[Date Prev][Date Next][Thread Prev][Thread Next][Date Index][Thread Index]

[HTCondor-users] PeriodicRemove crashes schedd



I tried to use a PeriodicRemove _expression_ in my job submit file:
 
PeriodicRemove =  ( JobStatus == 4 && JobWantsFileTransfer == false && JobWantsPostprocessing == false && JobWantsDeletion == true ) || ( JobStatus == 4 || JobStatus == 5) && (CurrentTime - EnteredCurrentStatus > 3600*24*10)
 
The attributes JobWantsFileTransfer, JobWantsPostprocessing, and JobWantsDeletion are attributes I give to the job in the submit file as well.
 
I submit jobs to a dedicated scheduler using remote submit:
 
condor_submit -remote ...
 
My client runs Windows 7 and the remote scheduler runs Windows Server 2008 R2.
 
Now, when the scheduler evaluates this _expression_ to true it tells me that it aborts the job and then it crashes. Although the Master starts it up it is not able to reconnect to the Master making the problem even worse. In the schedd logfile it's showing the following entries:
 
05/30/13 13:29:42 (pid:1336) Calling Handler <SecManStartCommand::WaitForSocketCallback RESCHEDULE> (3)

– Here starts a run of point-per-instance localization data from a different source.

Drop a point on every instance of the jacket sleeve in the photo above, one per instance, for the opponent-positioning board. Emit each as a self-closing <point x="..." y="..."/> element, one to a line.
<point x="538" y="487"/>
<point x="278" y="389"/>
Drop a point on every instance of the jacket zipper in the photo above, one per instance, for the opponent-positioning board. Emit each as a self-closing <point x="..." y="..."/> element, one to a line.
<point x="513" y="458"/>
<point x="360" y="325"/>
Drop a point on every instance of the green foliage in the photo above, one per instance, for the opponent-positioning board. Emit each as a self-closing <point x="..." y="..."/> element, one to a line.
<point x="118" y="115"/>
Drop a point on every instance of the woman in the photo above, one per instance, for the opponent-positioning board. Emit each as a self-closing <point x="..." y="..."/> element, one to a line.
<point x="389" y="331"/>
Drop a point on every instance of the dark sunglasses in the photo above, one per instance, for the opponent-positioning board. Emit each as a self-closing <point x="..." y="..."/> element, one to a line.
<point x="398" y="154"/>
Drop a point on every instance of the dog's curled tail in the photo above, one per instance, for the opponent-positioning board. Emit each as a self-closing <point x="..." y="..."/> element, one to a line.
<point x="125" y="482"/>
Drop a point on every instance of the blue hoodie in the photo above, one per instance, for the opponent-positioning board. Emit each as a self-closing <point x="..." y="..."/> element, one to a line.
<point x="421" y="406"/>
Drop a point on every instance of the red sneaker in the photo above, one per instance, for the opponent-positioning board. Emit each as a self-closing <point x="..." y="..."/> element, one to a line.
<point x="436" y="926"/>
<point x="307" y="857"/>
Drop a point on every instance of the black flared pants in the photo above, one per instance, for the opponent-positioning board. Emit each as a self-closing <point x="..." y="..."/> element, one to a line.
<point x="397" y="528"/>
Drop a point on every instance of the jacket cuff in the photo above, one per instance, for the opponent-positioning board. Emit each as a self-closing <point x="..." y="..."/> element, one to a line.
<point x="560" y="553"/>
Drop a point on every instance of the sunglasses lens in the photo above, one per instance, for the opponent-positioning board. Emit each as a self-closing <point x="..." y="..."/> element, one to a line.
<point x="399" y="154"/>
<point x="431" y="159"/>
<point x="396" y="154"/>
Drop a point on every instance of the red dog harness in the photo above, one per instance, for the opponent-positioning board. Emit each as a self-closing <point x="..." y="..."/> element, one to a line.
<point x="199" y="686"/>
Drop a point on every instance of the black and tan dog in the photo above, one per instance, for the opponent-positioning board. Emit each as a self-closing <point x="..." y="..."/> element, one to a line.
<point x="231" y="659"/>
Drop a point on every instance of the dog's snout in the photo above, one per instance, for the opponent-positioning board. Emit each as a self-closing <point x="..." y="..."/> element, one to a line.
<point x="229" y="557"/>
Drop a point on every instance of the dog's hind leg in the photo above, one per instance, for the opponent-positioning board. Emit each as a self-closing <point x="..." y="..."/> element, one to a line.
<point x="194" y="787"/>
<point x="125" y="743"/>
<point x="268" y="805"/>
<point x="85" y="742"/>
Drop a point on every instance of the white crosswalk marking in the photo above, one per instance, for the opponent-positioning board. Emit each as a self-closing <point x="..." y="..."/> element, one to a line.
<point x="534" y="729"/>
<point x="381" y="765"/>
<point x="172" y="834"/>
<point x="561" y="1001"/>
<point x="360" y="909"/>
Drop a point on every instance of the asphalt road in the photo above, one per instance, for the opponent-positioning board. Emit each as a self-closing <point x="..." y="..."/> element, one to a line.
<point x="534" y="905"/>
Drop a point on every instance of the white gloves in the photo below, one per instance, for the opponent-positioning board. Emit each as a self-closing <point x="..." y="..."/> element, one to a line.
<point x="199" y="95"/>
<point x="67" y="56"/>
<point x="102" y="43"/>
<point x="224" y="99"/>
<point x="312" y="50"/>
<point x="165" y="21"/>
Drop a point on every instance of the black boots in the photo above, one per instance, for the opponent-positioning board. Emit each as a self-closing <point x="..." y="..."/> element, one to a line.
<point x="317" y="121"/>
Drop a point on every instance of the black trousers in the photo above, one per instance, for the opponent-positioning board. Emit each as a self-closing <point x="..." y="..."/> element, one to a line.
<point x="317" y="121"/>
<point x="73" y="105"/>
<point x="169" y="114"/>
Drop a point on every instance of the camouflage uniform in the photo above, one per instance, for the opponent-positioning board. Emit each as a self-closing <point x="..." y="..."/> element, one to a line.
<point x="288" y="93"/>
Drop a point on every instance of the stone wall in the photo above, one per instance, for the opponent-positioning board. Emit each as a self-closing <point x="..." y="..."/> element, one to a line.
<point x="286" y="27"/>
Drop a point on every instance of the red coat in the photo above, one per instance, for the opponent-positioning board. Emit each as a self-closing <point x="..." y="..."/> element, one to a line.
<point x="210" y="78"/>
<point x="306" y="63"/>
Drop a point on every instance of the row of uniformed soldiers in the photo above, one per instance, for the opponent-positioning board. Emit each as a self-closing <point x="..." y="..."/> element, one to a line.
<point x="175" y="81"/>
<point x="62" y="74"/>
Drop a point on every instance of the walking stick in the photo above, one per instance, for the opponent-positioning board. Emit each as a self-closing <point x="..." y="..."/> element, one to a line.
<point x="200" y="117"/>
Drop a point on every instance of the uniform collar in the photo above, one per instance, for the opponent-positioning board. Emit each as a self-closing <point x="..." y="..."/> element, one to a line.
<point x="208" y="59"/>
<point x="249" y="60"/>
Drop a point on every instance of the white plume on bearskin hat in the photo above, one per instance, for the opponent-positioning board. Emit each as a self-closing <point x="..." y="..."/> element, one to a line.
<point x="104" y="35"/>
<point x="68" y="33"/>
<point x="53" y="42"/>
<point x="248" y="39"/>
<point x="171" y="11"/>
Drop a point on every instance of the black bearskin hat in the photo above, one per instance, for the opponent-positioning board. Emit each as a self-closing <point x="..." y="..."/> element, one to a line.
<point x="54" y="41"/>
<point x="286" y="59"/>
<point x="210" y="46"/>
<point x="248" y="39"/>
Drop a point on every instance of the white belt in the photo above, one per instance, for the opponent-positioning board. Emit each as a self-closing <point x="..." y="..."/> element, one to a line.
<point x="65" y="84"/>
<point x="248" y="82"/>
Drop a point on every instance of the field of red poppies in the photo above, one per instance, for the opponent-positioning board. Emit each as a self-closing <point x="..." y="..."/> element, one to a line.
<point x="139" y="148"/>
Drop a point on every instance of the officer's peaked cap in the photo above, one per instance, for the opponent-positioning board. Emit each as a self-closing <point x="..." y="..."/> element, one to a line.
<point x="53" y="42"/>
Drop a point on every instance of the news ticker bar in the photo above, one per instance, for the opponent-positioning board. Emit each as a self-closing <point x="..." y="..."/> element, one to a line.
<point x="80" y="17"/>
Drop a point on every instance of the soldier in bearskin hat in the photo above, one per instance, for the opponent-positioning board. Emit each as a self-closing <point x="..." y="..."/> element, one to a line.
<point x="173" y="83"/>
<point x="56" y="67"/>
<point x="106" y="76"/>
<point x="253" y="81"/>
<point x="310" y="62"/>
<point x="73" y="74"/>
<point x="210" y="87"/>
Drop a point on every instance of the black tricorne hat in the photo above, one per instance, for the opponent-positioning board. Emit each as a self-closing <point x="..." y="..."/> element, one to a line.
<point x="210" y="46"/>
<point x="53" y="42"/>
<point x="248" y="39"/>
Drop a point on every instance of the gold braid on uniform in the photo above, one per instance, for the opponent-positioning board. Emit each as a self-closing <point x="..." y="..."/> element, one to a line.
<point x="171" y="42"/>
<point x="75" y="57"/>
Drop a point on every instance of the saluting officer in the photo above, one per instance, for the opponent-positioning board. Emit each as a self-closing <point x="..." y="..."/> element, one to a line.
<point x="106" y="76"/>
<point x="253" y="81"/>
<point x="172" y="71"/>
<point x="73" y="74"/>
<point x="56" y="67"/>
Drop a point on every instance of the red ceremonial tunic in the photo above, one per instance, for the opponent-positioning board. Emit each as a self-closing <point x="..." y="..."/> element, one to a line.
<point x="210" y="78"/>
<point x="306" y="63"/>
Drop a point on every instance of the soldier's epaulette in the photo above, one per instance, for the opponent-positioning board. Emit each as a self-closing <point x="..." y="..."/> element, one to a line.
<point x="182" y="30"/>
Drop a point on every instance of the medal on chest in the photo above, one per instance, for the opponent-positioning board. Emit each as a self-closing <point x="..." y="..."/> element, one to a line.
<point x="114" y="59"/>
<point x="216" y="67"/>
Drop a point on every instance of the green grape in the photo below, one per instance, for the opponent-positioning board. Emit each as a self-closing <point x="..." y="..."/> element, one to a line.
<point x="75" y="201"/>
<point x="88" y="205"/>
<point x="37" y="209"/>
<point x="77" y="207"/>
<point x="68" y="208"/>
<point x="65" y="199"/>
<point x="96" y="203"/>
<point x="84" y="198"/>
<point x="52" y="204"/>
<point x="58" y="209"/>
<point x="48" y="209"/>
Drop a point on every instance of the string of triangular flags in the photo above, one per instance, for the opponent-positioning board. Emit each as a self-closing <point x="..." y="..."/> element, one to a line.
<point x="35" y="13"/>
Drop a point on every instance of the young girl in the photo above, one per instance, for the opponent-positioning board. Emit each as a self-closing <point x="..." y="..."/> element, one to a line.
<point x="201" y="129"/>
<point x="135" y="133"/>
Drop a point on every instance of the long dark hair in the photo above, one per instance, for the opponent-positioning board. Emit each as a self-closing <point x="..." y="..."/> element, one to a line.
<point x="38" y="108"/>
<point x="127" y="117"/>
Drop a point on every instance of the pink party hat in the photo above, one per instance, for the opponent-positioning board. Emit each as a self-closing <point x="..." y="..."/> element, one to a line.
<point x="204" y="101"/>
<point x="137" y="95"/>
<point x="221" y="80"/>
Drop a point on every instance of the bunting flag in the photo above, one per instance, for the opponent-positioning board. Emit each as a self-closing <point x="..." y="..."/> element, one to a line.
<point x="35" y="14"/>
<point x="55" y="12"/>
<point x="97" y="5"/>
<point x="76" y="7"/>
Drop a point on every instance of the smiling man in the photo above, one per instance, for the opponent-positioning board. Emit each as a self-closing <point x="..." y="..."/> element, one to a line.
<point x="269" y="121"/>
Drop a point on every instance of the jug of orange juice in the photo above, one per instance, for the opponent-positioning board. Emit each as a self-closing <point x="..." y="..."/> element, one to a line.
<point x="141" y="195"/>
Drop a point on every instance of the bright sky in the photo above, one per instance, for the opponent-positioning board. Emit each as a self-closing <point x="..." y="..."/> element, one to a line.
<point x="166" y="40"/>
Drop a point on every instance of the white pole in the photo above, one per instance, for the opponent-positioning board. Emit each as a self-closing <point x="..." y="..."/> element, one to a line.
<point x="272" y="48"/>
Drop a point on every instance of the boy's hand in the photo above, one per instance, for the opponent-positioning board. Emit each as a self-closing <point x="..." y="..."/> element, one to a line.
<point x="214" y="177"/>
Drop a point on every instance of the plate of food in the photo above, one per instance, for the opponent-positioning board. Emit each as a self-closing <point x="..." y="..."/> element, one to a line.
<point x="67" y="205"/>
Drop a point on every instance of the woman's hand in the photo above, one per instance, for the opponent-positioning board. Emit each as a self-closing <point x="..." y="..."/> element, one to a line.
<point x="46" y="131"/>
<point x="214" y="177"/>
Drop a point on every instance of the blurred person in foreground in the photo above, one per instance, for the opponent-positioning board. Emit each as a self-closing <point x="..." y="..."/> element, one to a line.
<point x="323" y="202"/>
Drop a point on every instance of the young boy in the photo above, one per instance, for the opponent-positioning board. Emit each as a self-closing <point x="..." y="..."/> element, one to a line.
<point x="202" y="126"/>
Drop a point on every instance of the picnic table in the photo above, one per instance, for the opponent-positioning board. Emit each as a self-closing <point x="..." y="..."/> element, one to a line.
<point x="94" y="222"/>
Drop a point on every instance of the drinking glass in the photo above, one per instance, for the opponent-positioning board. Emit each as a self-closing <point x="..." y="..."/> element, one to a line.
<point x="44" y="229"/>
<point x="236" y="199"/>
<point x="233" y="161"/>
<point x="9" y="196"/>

05/30/13 13:29:42 (pid:1336) Return from Handler <SecManStartCommand::WaitForSocketCallback RESCHEDULE> 0.0000s
05/30/13 13:29:44 (pid:1336) Job 53.0 aborted: The job attribute PeriodicRemove _expression_ '( JobStatus == 4 && JobWantsFileTransfer == false && JobWantsPostprocessing == false && JobWantsDeletion == true ) || ( JobStatus == 4 || JobStatus == 5 ) && ( CurrentTime - EnteredCurrentStatus > 3600 * 24 * 10 )' evaluated to TRUE
05/30/13 13:29:54 (pid:1500) Locale: English_United States.1252
05/30/13 13:29:54 (pid:1500) Setting maximum accepts per cycle 8.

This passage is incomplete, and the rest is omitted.